Description of problem: My application is a multi-threaded program. The main thread waits for user input on the console and a few other threads wait for user requests coming from clients. Since we moved to Advanced Server 2.1, something peculiar is happening. If the client sends a shutdown command, which is picked up by one of the request listener threads, the thread does some shutdown related processing and then calls 'exit()'. All other existing threads are gone, but the thread which is handling the shutdown request, hangs in exit. If I do a ps it shows up as a zombie ( with ppid as 1 ). I took the same binaries and ran the same test on Linux 7.3 and things seem to work fine. When I try to debug this on AS 2.1 using gdb, gdb also hangs when the thread calls 'exit()' and if I try to break it, gdb gives 'internal error'. Since things work fine on RedHat 7.3 I am assuming it is most likely something to do with glibc or the kernel ?? I am not doing any async IO. The stack looks like below....... #0 0x402dbbe5 in __sigsuspend (set=0x42c278bc) at ../sysdeps/unix/sysv/linux/sigsuspend.c:45 #1 0x40271249 in __pthread_wait_for_restart_signal (self=0x42c27be0) at pthread.c:1019 #2 0x40272a9c in __pthread_lock (lock=0x403e1df0, self=0x42c27be0) at spinlock.c:149 #3 0x4026fd06 in __pthread_mutex_lock (mutex=0x403e1de0) at mutex.c:109 #4 0x40272072 in __flockfile (stream=0x403e1ec0) at lockfile.c:39 #5 0x4032aa49 in _IO_flush_all () at genops.c:825 #6 0x4032b739 in _IO_cleanup () at genops.c:903 #7 0x402de5c2 in exit (status=0) at exit.c:74 #8 0x080551f8 in adRequest (tctx=0x80a64e4) at agtreq.c:1694 #9 0x4026ec2f in pthread_start_thread (arg=0x42c27be0) at manager.c:279 Version-Release number of selected component (if applicable): I am using 2.4.9-e.27smp kernel and glibc-2.2.4-32.8 How reproducible: I tried writing a reproducible case independent of my app, but couldn't. Steps to Reproduce: 1. 2. 3. Actual results: Expected results: Additional info: The same application runs fine on RedHat 7.3 with the 2.4.18* kernel and 2.2.5- 43 glibc version. I tried both, compiling on RedHat 7.3 and running on RedHat 7.3 AND compiling on AS 2.1 and running RedHat 7.3. It works fine on 7.3 either way. When I compile on AS 2.1 and run on AS 2.1 it reproduces the bug.
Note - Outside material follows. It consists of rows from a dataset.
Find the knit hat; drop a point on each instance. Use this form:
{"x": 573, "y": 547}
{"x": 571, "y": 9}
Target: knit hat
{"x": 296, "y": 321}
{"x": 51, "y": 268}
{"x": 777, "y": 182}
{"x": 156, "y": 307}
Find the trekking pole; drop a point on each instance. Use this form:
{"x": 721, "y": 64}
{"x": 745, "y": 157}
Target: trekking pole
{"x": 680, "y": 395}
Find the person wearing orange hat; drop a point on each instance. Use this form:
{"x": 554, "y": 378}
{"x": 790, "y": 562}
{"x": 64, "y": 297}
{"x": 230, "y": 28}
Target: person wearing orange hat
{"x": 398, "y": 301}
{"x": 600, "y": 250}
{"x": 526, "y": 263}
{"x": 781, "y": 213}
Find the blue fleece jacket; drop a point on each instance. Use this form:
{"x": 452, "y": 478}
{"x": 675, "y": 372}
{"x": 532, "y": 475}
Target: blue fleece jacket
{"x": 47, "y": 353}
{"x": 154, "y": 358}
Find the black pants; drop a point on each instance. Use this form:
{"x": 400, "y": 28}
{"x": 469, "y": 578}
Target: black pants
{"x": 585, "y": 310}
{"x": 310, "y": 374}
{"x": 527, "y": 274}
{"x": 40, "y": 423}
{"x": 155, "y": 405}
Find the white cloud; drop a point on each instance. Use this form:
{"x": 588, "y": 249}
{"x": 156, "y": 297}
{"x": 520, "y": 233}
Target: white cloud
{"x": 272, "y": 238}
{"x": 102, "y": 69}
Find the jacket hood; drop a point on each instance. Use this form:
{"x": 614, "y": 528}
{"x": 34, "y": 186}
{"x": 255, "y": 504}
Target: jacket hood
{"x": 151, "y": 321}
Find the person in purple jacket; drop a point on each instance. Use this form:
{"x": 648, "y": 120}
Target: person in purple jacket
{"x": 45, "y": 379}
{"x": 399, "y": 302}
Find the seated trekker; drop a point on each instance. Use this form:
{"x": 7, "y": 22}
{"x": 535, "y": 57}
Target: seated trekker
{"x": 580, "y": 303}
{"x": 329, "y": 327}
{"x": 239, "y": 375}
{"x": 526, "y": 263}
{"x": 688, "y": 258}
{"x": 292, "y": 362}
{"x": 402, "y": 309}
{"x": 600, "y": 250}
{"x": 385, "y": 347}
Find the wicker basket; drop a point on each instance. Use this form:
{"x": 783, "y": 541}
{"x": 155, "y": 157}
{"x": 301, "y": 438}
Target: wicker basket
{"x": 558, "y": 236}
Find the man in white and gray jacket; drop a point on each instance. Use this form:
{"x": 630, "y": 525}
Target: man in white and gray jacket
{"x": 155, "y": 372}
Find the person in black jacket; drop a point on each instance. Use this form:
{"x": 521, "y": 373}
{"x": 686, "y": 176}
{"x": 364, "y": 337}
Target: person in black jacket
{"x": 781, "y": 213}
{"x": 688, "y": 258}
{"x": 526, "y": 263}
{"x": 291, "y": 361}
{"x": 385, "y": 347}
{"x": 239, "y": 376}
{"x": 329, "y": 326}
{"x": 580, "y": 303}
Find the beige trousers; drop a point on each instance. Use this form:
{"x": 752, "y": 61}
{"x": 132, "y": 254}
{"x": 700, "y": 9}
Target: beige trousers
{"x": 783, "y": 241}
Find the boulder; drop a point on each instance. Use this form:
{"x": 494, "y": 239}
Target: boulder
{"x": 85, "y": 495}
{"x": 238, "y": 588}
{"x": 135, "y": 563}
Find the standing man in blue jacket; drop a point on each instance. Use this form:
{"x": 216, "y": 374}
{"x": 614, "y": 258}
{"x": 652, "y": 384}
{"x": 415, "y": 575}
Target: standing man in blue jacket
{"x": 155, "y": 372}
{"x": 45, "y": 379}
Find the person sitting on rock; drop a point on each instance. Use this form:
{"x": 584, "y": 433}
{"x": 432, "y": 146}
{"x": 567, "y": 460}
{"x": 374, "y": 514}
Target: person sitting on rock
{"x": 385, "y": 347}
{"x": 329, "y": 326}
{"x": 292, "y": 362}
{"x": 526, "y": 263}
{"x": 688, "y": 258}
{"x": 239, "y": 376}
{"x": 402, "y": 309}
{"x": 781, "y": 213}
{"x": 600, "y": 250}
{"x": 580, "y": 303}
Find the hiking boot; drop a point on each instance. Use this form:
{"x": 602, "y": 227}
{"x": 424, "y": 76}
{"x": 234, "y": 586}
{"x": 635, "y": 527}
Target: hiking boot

Now I have a reproducible case I am attaching a simple test program which reproduces this #include <stdio.h> #include <pthread.h> #ifndef AIX #define LOOPER 100000000 #define MOD 10000000 #else #define LOOPER 400000000 #define MOD 40000000 #endif int thr_fun(void) { int i; #if 1 sleep(10); #endif printf("from thread just before calling exit\n"); exit(0); } int main(void) { pthread_t thread; long i; pthread_attr_t attr; pthread_attr_init(&attr); /* initialize attr with default attributes */ if(pthread_create(&thread, &attr,thr_fun, NULL)) printf("thread create failed\n"); getchar(); } to compile it gcc -o linuxhang linuxhang.c -L/usr/lib -lpthread; run this program and it should die in 10 seconds, but one thread hangs on exit (); - Shailesh
Please try ftp://people.redhat.com/jakub/glibc/errata/2.2.4-32.11/
I tried downloading this patch but it is missing glibc-common for i686 ?? - Shailesh
Of course, that's how it has been since introduction of glibc-common (which was introduced for this reason). If you are on i686 machine, you need to install *.i686.rpm packages where they are available and *.i386.rpm versions of the remaining ones.
Ping! Can you confirm your problem went away? I'll close the bug soon if I don't hear anything.